Though the answer to this question may at first seem to border on the absurd, reflection will show that there is a good deal more in it than meets the eye.
And there is.

So now I've begun. I'd love to finish it in a few months, but given the five volumes, not all of which are easy to find any more, realistically I may spend a year or so with this, reading as I can. I have a feeling Cao Xueqin will give Laurence Sterne a run for his money. And more.

3. RIVER ANTES, by Myung Mi Kim (Atticus Finch, 2006)

Oh those Atticus Finch people. They seem unable to make a book that is not physically and verbally fascinating. But then, starting with Myung Mi Kim is never a bad idea. She always creates a space in which her work exists creating the space in which the work exists creating the space . . .
In The Bounty and Dura it seemed to be transitional space, characterized by diaspora manifested in time/space and in language. Here too the past figures prominently, a past river, water, toppling shores, home hunt, all "Knotted heavy holy swear free flash."

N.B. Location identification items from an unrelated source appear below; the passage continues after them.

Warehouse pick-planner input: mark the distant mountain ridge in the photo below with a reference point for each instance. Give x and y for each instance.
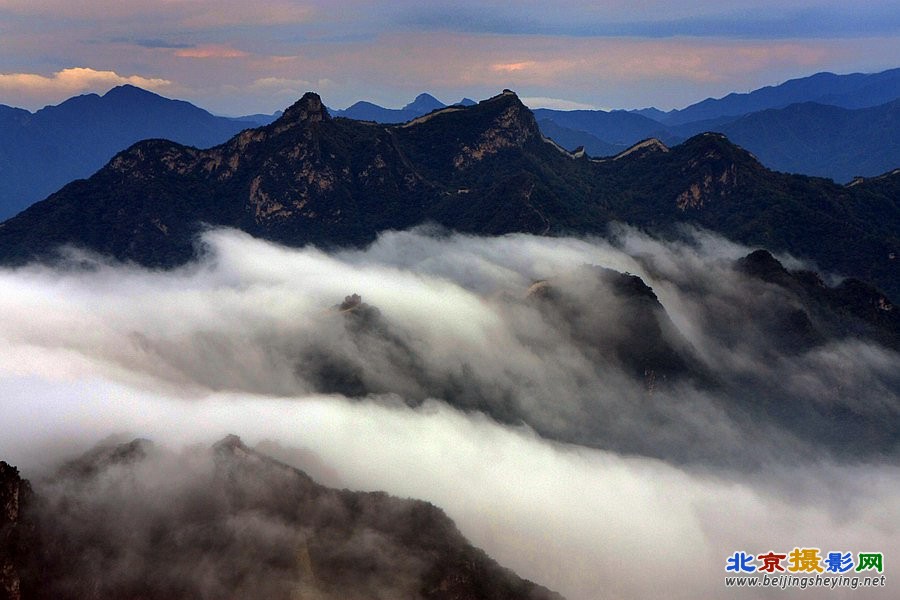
(423, 104)
(826, 125)
(42, 151)
(311, 178)
(857, 90)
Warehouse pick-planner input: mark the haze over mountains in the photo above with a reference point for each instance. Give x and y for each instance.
(577, 358)
(40, 152)
(311, 178)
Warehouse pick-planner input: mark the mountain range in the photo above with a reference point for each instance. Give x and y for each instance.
(311, 178)
(246, 525)
(42, 151)
(793, 127)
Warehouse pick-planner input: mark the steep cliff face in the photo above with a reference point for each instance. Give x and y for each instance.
(309, 178)
(133, 521)
(16, 531)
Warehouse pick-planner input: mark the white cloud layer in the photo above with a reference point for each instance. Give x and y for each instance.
(224, 346)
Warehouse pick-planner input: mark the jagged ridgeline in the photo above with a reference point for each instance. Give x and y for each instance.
(228, 522)
(310, 178)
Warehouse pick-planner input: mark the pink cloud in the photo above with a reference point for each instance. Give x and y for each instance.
(73, 80)
(213, 51)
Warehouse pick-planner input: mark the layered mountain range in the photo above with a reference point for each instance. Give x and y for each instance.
(836, 126)
(310, 178)
(227, 521)
(42, 151)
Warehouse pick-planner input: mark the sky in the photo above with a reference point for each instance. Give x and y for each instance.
(236, 57)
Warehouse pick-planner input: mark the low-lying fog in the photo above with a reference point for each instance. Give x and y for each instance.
(676, 480)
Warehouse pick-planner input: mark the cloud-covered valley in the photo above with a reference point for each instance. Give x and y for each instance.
(598, 436)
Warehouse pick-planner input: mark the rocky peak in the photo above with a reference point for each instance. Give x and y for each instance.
(762, 265)
(15, 529)
(308, 109)
(643, 149)
(507, 124)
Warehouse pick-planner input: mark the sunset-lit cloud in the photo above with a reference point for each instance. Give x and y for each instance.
(210, 52)
(615, 54)
(74, 80)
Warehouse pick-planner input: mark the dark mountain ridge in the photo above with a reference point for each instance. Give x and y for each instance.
(856, 90)
(311, 178)
(42, 151)
(228, 522)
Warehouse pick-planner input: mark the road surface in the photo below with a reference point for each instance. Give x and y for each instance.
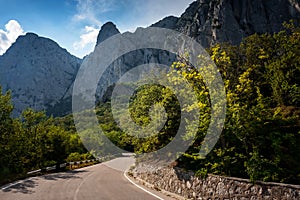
(102, 181)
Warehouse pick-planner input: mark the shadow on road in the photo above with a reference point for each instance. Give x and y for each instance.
(26, 186)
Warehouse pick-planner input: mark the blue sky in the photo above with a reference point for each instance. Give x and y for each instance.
(74, 24)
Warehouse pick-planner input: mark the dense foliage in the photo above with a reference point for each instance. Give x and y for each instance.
(260, 139)
(33, 141)
(261, 136)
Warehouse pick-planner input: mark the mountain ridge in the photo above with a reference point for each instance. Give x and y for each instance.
(40, 73)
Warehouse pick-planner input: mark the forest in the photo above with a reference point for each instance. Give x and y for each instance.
(261, 135)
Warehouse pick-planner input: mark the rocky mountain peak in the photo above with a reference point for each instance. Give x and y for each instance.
(167, 22)
(212, 21)
(38, 72)
(107, 30)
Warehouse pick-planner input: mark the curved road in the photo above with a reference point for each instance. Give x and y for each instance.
(100, 181)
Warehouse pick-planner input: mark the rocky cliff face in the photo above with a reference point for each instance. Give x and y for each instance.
(209, 22)
(38, 72)
(107, 30)
(212, 21)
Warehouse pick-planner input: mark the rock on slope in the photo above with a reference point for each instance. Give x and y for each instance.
(38, 72)
(209, 22)
(212, 21)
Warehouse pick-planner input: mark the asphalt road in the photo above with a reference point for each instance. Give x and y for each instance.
(102, 181)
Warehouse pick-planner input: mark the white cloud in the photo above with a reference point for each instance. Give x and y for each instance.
(88, 37)
(88, 10)
(8, 36)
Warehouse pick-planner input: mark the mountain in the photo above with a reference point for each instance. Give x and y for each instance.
(213, 21)
(208, 22)
(39, 73)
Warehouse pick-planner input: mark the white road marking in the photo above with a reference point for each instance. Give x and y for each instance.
(5, 187)
(141, 187)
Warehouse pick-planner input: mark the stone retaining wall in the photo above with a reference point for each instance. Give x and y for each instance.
(185, 184)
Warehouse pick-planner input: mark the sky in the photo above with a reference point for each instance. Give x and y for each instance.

Delightfully, reader is enclosed in the physicality of the book, as the book also becomes the space in which reader enacts transitions, unfolding gated pages to reveal sections of the book spread out before one. The architecture is physical.

Myung Mi Kim is one of the most focus-eyed writers I have ever known, but I love it when she also lets the language get a llittle goofy, as with

Could the rock be that yellow, canary yellow
Corresponding
Pelvis Bowl


Bunker buster bomb


Bombs indeed, as in one page of the text the language has literally exploded, with partial words drawn apart to pieces, unrecoverable except in gapped phonemes & morphemes. On another page, meaning entirely comes from markings, and there are two kinds of markings: virigules and periods. Make that three kinds of markings: virigules, periods, and space.

Find this book. Unfold it (literally). Read it. Conjugate it.

4. AN EARTH OF TIME, by Jean Grosjean (Burning Deck, 2006)

This one just came in the mail today, and I haven't read a word yet. But it was written while Jean Grosjean was a prisoner in the Second World War, and was his first book, published by Gallimard in 1946, awarded the Prix de la Pléiade. As the release says, "Between lyric and meditation on Biblical themes, the poems work up to a personal apocalypse." Translated by Keith Waldrop — I also just ordered his version of Baudelaire's Les Fleur du Mal, but that one has not arrived yet.

5. UNDER THAT SILKY ROOF, by Elizabeth Robinson (Burning Deck, 2006)

This one also just made its way to my mail box today, and I don't have a thing to say about it yet, but to me any new Elizabeth Robinson title is an event, and I keenly look forward to reading it.

6. TRAFFIC Issue Number Two

Also just arrived in the mail today. I was pleased when Small Press Traffic began a journal, and the first one was great. The second one looks beautiful, too. Ably edited by Elizabeth Treadwell. You should check out Elizabeth Treadwell's lively new blog, SECRET MINT: AN EXPOSITION.